The couple have said they are "devastated" after the birth of Poppy on Saturday.
But the Barlows are far from alone in suffering such a tragic experience.
Stillbirth rates in the UK are higher than almost every other high-income country.
There are over 4,000 stillbirths every year in the UK - the equivalent of 11 per day.
That equates to 3.5 per 1,000 births which, according to a Lancet study last year, means only France and Austria had worst rates among richer nations.
Lack of research
Dr Beckie Lang, from baby charity Tommy's says: "Losing a baby at any stage is devastating, and every parent's worst nightmare. The most frequently asked question after the loss of a baby is 'Why did my baby die?"
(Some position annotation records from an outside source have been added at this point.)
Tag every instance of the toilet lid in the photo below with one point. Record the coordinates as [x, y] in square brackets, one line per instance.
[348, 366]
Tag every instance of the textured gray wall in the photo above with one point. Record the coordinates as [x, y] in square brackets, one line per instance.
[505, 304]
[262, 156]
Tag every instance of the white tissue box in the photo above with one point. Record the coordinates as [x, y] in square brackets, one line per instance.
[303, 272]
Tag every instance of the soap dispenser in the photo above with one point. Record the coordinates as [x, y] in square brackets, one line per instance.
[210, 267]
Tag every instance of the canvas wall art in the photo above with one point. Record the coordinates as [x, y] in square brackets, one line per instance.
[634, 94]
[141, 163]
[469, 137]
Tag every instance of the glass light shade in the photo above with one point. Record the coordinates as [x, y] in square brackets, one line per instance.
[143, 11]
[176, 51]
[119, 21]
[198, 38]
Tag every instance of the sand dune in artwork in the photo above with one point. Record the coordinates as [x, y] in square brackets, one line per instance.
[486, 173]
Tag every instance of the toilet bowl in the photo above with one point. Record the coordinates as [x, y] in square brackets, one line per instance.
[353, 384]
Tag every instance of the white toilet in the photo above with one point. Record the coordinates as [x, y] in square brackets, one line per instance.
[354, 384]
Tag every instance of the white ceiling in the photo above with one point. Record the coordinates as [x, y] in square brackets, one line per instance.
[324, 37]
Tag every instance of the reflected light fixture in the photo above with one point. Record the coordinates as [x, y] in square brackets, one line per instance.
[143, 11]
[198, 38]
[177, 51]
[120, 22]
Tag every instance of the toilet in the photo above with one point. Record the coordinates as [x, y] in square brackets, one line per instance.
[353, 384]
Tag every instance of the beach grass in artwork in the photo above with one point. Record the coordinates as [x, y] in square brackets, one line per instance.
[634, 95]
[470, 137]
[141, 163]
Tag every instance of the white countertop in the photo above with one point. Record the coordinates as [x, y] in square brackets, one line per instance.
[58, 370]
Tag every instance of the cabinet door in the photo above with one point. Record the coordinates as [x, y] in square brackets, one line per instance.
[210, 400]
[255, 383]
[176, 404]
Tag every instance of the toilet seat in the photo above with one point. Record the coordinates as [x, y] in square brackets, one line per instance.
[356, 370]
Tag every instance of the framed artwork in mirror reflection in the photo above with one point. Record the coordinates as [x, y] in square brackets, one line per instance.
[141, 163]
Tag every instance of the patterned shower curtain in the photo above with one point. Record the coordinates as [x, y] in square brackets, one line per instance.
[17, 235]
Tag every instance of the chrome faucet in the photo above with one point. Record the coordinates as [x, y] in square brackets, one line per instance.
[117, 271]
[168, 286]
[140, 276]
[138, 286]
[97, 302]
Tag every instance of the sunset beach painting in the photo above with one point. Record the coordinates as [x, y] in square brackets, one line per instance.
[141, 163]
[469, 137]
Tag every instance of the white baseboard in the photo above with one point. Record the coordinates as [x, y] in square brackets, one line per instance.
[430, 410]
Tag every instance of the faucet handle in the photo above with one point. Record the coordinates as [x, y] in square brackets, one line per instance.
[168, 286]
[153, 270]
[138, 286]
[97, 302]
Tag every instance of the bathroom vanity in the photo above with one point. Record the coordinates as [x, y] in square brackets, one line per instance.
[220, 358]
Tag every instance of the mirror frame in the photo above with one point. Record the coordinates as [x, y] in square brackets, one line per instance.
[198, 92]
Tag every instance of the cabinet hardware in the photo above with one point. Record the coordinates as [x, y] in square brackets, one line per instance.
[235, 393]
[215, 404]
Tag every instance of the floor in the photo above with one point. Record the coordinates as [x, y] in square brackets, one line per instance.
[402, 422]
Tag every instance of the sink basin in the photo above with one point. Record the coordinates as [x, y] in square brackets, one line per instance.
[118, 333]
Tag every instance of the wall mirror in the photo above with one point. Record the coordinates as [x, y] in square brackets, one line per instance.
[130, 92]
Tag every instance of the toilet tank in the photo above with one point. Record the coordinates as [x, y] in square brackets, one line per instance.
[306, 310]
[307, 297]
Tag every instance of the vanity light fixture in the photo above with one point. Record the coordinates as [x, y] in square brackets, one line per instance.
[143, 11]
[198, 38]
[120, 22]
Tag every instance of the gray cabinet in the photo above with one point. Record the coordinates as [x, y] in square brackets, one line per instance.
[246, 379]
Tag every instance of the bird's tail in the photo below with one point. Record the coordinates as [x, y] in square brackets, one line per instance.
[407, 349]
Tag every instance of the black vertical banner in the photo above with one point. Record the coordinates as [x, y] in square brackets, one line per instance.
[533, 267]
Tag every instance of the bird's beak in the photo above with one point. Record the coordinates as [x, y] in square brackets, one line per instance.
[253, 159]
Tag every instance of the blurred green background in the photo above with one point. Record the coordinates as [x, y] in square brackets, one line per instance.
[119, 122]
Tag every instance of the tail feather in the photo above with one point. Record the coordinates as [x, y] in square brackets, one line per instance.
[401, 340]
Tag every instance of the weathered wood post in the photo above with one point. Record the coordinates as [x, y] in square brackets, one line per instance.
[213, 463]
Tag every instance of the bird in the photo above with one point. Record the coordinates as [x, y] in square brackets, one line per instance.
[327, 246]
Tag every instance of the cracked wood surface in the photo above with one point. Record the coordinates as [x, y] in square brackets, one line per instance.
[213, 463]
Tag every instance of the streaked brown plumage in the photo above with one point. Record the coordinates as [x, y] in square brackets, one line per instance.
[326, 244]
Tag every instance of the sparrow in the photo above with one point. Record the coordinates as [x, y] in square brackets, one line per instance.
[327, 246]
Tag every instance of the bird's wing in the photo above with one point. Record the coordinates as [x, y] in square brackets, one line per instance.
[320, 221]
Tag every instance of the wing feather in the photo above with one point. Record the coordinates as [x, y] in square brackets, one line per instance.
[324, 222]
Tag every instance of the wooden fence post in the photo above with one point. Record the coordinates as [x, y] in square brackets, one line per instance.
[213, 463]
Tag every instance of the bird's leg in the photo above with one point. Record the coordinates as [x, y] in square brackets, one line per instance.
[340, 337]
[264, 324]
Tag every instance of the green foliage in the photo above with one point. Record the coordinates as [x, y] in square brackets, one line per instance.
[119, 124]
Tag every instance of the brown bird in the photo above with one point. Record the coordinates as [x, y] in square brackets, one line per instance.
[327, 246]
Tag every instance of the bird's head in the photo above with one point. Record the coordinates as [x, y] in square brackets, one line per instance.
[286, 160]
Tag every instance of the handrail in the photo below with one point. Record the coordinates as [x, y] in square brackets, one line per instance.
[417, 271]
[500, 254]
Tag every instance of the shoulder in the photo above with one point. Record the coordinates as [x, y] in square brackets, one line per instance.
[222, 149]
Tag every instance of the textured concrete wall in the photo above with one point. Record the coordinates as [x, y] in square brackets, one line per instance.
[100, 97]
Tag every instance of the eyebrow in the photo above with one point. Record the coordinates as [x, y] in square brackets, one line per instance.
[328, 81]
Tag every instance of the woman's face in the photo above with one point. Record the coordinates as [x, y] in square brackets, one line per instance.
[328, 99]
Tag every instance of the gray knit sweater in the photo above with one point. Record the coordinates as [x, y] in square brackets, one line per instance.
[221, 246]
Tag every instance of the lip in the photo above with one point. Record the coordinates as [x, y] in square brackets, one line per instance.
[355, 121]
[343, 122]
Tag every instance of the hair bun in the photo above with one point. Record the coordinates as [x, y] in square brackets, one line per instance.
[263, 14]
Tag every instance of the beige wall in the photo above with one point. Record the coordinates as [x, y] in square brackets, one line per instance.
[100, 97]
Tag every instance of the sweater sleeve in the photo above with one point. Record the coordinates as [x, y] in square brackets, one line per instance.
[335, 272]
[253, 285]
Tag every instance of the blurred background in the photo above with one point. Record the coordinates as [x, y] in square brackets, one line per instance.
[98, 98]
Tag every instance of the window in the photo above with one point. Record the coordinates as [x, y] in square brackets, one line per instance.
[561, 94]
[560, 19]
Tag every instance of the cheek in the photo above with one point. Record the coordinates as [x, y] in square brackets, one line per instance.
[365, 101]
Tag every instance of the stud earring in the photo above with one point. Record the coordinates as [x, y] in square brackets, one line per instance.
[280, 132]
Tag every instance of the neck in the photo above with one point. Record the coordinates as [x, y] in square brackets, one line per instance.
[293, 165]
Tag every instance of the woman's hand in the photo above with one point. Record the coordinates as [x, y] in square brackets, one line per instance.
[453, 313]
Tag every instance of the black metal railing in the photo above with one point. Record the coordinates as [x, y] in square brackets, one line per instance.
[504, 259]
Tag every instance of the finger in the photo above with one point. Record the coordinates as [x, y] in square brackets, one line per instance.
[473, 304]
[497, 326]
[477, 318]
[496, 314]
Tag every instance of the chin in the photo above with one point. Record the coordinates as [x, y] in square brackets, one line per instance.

"As the cause of a baby's death is often a mystery, no explanation can be given to the bereaved parents, which makes the grieving process so much harder.
"If we don't understand what causes stillbirth, we cannot get to the root of the problem - and this is why medical research in to finding the causes and preventions of stillbirth remains so vital."
However, despite years of research there is still much which remains unknown about the issue.
While problems with the placenta, which can affect the growth of the foetus, infections and congential abnormalities are all known causes of stillbirths, for a third of cases there is no known reason.
There are also risk factors which can increase the risk of stillbirth. Smoking and drinking during pregnancy can increase susceptibility, as can being overweight or obese, or having children later in life.
Previous caesarean sections can also increase risk, as can multiple births.
Janet Scott, head of research at Sands, a stillbirth charity, says: "There is still a lack of knowledge on why deaths are happening.
"For those that are unexplained or occurring in low risk pregnancies it is probably down to placenta cord development - but we need to understand this better and develop tools to spot babies in trouble.
"There are many researchers with ideas for different approaches, but there is a dearth of funding."
This is also echoed by Prof Andy Shennan, a consultant obstetrician for Tommy's.
"Personally I think the amount of money going into preventions strategies for stillbirth, given the devastation it causes, is exceptionally low.
"Especially when compared to public health research in areas like cancer and cardiovascular disease, which for obvious reasons get a lot of support and are talked about."
Stillbirth is not something that gets talked about.
Prof Shennan says: "The subject is terribly taboo - I think because of the emotions from expectation at a very wonderful time to devastation, from one extreme to the other.
"I also think mothers incorrectly feel they have failed, or done something wrong. In my hospital we have dedicated rooms downstairs for dead babies which are almost permanently in use. It is a real issue - one people are surprised to hear about - it therefore gets less support and mothers aren't aware of the risks."